Wednesday February 15, 2012
by Stephen Leeb, editor The Complete Investor
The news is looking up and market action is strongly suggestive of further gains to come. But the prospect of potential turbulence still suggests we put an emphasis on all-weather stocks.
And when we think of all-weather stocks, one of the first that always comes to mind is Warren Buffett's Berkshire Hathaway (BRK-B).
Buffett virtually coined the notion that you could translate a so-called franchise into public companies.
Franchises are companies that have control over their markets, or at least are close to exercising a lot of control.
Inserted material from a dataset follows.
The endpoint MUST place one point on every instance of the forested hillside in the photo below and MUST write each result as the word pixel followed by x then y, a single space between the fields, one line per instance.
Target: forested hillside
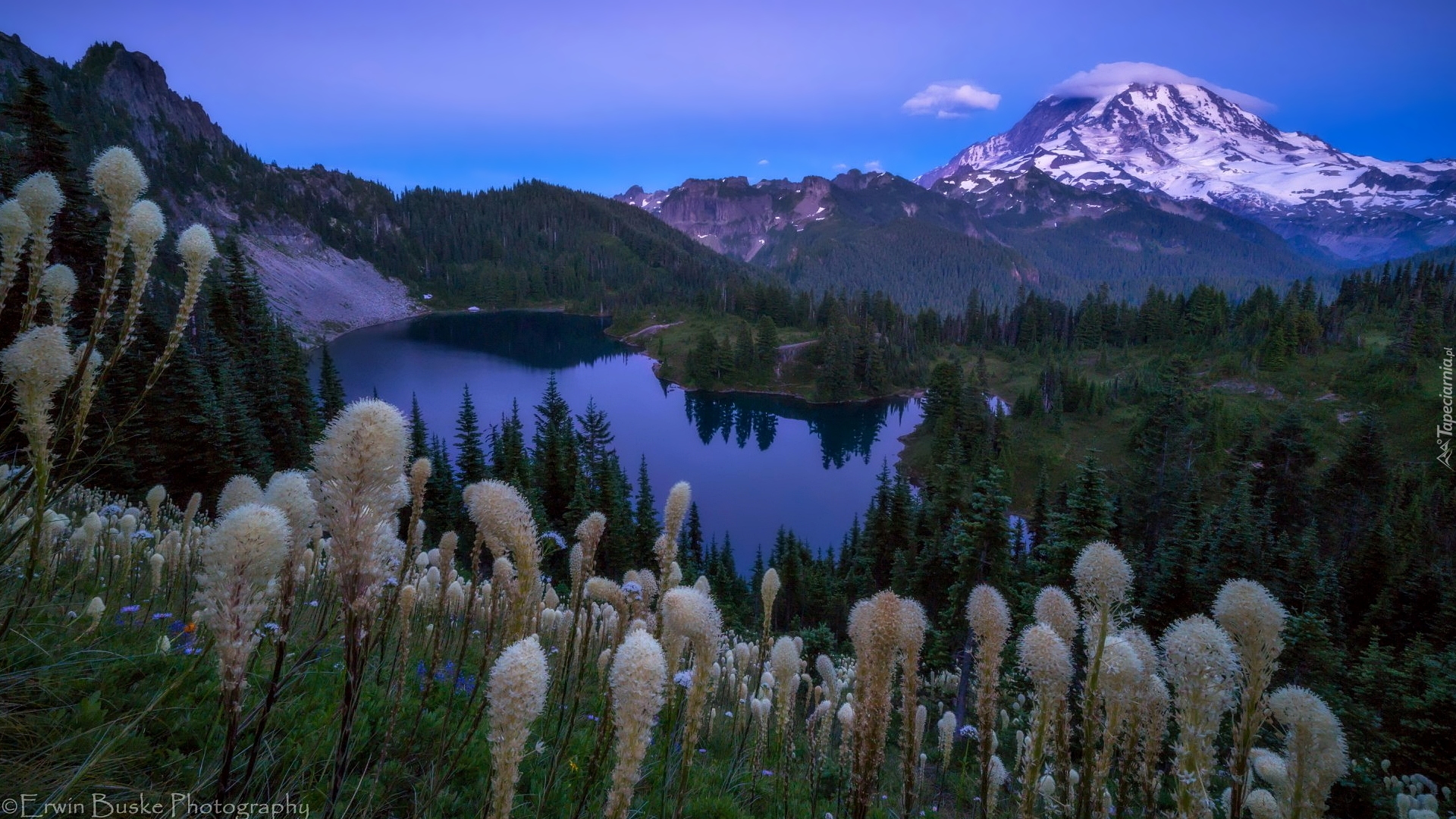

And to be good franchises they have to be situated in strong and growing markets.
Probably Buffett's two biggest purchases in history (or at least, among public companies) were Coca Cola and Burlington Northern Santa Fe, the latter being a company he took entirely for himself.
He has also invested a huge sum in another company he wholly controls, MidAmerican Energy. Both Burlington and MidAmerican certainly satisfy the definition of a franchise.
And each is in an industry that's highly leveraged to a burgeoning sector: growing demand in trade and commodities (Burlington) and the growing need for alternative energies (MidAmerican).
In addition to these private holdings, Buffett's biggest earning center is a bevy of insurance companies, including GEICO, General Re and others.
Insurance may be a peculiar business in which to suspect a franchise can exist, but in Buffett's case, it is probably his strongest franchise.
The edge that he has in insurance is very simply the amount of money that Berkshire Hathaway has. Berkshire's insurance companies maintain capital strength at exceptionally high levels compared to all their competitors.
More money means a greater ability to write additional insurance policies. It means that in a world torn by periodic economic losses from earthquakes, hurricanes, tsunamis, etc., Buffett's insurance assets remain in the catbird's seat.
So when you think "uncertainty," think franchises. These are companies, by and large, that have the ability to gain market share when the economic going gets bad (i.e., deflationary) ... to raise prices when the economic going gets good ... and to raise prices even more when the economic going gets inflationary.
Our advice is that investors should not forget to bet a little bit of money with Warren Buffett, probably the greatest investor in the history of capitalism.